Powering Up: how EVs are driving the next mobility revolution in Asia

On a recent trip to China, I noticed an interesting trend – the proportion of electric vehicles being significantly higher than most other parts of the world. I understand that the EV penetration in China is as high as 20%. And that is a big number!

This got me thinking about why EVs are getting so popular in South and Southeast Asia; and why companies and governments are investing heavily to build the necessary infrastructure and promote the widespread adoption of EVs.

The EV battery market in the Indo-Pacific region is showing impressive growth potential and the region is fully embracing the electric revolution, driven by increasing environmental awareness, technological advancements, and supportive government policies.  My thinking is that one of the main factors driving the EV market in this region is the focus on infrastructure development. With demand being fuelled largely by considerations around cost and a sense of consciousness around environmental factors, this infrastructure focus has emerged as a key push factor.

Governments are taking proactive measures to set up charging stations, battery-swapping networks, and implementing policies to encourage people to adopt EVs. This push for infrastructure aims to overcome the common concerns of limited range and charging options that have held back the widespread acceptance of electric vehicles. Additionally, government initiatives and subsidies are attracting foreign investments, which contribute to the overall growth of the EV industry. For example, Indonesia offers enticing incentives to attract EV battery component producers, EV manufacturers, and EV buyers. The country is strategically leveraging its abundant nickel reserves and implementing targeted measures to attract foreign investment in nickel processing.

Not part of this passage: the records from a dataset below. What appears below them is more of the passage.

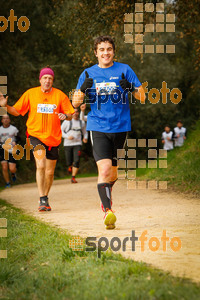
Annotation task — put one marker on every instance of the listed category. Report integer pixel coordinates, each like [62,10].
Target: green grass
[40,265]
[182,171]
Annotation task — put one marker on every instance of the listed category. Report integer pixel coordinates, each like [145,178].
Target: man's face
[105,54]
[5,121]
[46,83]
[179,124]
[167,129]
[76,114]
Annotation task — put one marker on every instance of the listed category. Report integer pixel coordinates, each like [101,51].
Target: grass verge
[40,265]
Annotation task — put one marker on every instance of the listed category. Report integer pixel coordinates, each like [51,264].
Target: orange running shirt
[42,121]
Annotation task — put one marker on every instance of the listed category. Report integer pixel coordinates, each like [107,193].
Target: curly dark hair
[103,38]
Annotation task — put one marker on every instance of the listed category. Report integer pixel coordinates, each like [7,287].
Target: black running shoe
[44,204]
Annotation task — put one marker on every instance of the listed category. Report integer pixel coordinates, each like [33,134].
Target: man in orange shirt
[46,106]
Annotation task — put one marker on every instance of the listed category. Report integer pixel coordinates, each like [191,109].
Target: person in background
[83,117]
[167,139]
[72,132]
[8,131]
[179,134]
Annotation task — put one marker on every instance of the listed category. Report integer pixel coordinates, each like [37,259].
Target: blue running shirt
[110,110]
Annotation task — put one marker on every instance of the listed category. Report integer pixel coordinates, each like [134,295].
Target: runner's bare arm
[62,116]
[10,109]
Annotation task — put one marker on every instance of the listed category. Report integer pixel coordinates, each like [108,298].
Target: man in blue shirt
[107,84]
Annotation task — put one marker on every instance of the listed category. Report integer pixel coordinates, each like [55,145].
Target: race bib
[45,108]
[108,86]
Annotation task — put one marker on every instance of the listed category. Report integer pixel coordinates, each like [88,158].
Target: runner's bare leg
[49,174]
[4,165]
[104,170]
[40,161]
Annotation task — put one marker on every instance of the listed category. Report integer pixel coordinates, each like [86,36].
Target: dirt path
[76,208]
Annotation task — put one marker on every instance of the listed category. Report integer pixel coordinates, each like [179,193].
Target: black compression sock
[112,183]
[105,194]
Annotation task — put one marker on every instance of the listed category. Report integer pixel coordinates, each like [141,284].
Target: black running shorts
[105,145]
[51,152]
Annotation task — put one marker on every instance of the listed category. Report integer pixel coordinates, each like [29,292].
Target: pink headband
[46,71]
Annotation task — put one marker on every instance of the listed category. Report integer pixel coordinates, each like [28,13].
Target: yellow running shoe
[109,219]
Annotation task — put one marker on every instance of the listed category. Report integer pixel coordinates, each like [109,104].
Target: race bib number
[45,108]
[108,86]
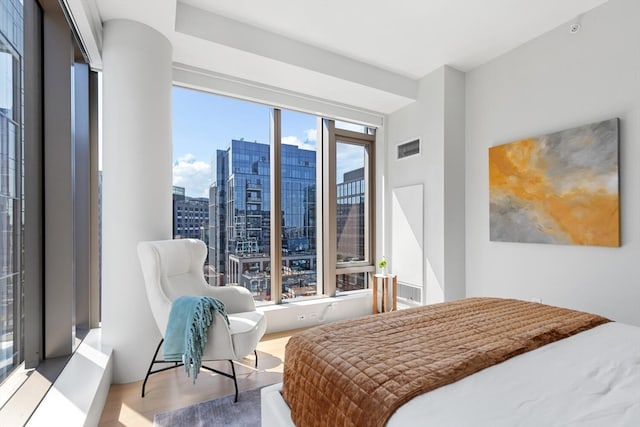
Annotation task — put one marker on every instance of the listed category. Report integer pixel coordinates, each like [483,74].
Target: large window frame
[331,269]
[326,208]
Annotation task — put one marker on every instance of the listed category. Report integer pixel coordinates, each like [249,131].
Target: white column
[136,192]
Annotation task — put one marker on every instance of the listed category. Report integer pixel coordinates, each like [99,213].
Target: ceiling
[369,54]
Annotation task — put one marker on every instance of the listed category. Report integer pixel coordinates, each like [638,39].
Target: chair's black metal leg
[235,382]
[144,384]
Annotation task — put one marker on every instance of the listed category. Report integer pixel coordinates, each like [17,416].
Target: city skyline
[204,123]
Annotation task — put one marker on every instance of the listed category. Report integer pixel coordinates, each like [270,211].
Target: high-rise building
[190,216]
[351,226]
[240,227]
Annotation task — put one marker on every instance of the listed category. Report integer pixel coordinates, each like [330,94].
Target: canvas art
[559,188]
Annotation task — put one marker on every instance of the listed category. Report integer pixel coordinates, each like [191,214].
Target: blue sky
[203,123]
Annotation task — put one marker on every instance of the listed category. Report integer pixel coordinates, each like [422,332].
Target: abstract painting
[559,188]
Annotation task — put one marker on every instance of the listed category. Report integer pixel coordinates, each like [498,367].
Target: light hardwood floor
[172,389]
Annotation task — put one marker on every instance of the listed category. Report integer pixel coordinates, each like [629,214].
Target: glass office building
[240,220]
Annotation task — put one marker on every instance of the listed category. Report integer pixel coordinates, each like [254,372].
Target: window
[11,189]
[225,153]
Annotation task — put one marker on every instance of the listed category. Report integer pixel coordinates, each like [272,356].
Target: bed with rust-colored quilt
[359,372]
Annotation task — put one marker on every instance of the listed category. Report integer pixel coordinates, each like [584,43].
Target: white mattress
[589,379]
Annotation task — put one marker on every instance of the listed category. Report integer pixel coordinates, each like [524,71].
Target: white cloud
[312,135]
[192,174]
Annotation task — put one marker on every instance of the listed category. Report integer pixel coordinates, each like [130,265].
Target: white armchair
[173,268]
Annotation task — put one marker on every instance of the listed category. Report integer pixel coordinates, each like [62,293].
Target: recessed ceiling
[368,54]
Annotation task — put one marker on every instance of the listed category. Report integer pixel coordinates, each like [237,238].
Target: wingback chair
[173,268]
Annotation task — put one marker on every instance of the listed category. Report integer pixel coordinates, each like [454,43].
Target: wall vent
[410,148]
[409,294]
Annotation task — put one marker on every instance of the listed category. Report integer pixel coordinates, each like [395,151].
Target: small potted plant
[382,265]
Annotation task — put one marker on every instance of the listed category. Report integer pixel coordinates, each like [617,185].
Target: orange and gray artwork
[559,188]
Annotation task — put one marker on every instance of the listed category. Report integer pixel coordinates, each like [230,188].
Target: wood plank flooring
[172,389]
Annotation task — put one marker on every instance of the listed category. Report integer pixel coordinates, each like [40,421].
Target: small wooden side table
[389,284]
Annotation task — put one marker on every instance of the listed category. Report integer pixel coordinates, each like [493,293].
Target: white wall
[555,82]
[437,118]
[136,191]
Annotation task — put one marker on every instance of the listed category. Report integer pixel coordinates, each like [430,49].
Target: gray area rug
[218,412]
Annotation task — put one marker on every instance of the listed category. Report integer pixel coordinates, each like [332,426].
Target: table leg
[373,284]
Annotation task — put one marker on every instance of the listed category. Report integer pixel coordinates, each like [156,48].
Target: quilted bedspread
[358,372]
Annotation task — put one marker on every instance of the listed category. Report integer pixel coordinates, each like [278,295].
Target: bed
[472,362]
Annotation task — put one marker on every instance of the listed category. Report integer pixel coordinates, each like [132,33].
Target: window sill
[66,391]
[315,311]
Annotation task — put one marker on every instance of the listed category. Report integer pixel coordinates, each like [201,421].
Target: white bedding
[589,379]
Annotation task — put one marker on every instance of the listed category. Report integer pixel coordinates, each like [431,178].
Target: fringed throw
[186,335]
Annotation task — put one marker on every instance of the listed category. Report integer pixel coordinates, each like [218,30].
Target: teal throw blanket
[186,333]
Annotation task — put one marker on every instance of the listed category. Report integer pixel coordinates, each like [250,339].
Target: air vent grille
[409,293]
[410,148]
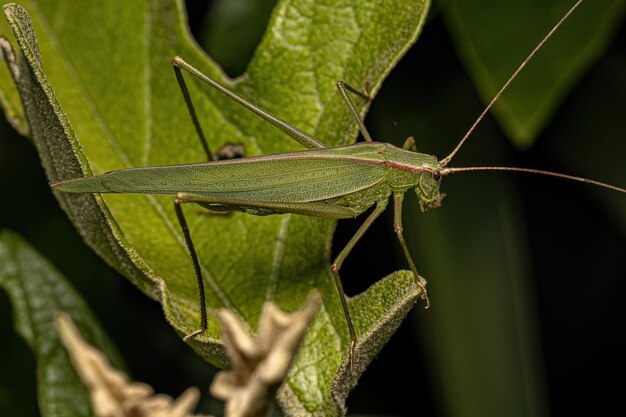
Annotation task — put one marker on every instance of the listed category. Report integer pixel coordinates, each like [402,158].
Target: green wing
[303,176]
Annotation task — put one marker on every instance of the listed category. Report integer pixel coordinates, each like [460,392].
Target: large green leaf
[115,104]
[490,59]
[38,292]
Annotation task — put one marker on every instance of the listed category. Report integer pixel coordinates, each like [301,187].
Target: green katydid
[332,182]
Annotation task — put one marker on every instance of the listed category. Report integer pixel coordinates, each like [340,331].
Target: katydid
[331,182]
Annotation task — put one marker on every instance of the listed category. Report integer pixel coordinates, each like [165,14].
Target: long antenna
[447,171]
[448,158]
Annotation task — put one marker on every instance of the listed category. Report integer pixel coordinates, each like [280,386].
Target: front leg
[397,227]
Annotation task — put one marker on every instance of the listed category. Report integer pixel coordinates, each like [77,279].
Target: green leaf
[9,96]
[112,76]
[530,101]
[38,293]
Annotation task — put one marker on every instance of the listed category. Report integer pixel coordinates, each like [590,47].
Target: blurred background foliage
[526,274]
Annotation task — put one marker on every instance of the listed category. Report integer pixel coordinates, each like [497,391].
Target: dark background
[579,341]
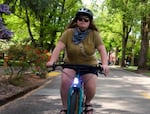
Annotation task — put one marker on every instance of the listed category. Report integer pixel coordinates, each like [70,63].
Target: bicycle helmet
[85,11]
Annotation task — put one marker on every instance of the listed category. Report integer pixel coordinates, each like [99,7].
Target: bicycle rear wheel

Both local and international companies are recognising the immense potential of the EV sector in South and Southeast Asia and making significant investments. Major automakers are entering the market by partnering with local manufacturers and establishing production facilities. The competition within the EV sector is evolving rapidly, with startups emerging and striving to make their mark in this transformative industry. These startups not only compete but also challenge established players in the automobile industry. This competition fosters innovation and drives the development of cutting-edge technologies, making EVs more efficient, affordable, and accessible for consumers.

One use case here that I see is from India, where a company called BluSmart is changing the rules in the ride-hailing industry by using an all-electric taxi fleet. BluSmart aims to attract passengers and drivers by offering a cleaner and more reliable service through direct fleet management. With plans to expand operations and increase its fleet size, this new entrant is capitalising on the growing demand for electric vehicles and the push for sustainability in transportation. Despite facing challenges from larger competitors, BluSmart is gaining market share and reshaping the industry.

Adapting to this trend, large global players such as Uber have also announced plans for all-new green fleets. Uber seems to be basing its growth strategy in the region on having a significant number of electric vehicles (EVs) in its fleet. Uber is emphasising the adoption of environmentally friendly vehicles and has extended partnerships to introduce 25,000 electric cars and 10,000 electric bikes onto its platform in India within the next two years.

Local manufacturing is also in emphasis in South and Southeast Asia. Governments are encouraging the establishment of local manufacturing facilities to reduce dependence on imports and stimulate economic growth. This approach strengthens the domestic industry, creates jobs, and contributes to developing a robust EV ecosystem of production and consumption. During my recent visit to China, a major player in the global EV market, I was thrilled to see that most vehicles on the road were new, and many were electric. China aims to capture 50% of the EV market share by 2035, which seems achievable even before the set deadline of 2030.

The main obstacle hindering the growth of the EV industry is the lack of charging infrastructure and a reliable electricity grid that isn’t dependent on fossil fuels. However, there is significant progress being made on all fronts. Quickly Google “Asia – EV market,” and you’ll find countless articles about the booming industry. The growth projections for the EV market in South and Southeast Asia are highly promising. The EV landscape in this region is undergoing a remarkable transformation. Seeing China’s success in the market was inspiring, and many other countries are on track to achieve a substantial EV market share and embrace a sustainable and electric future.

Now, as we witness the electrification of transportation and the rapid growth of the EV industry in South and Southeast Asia, a question arises: How will this shift to electric vehicles impact mobility in the region? How will it affect the overall sustainability and environment of the area?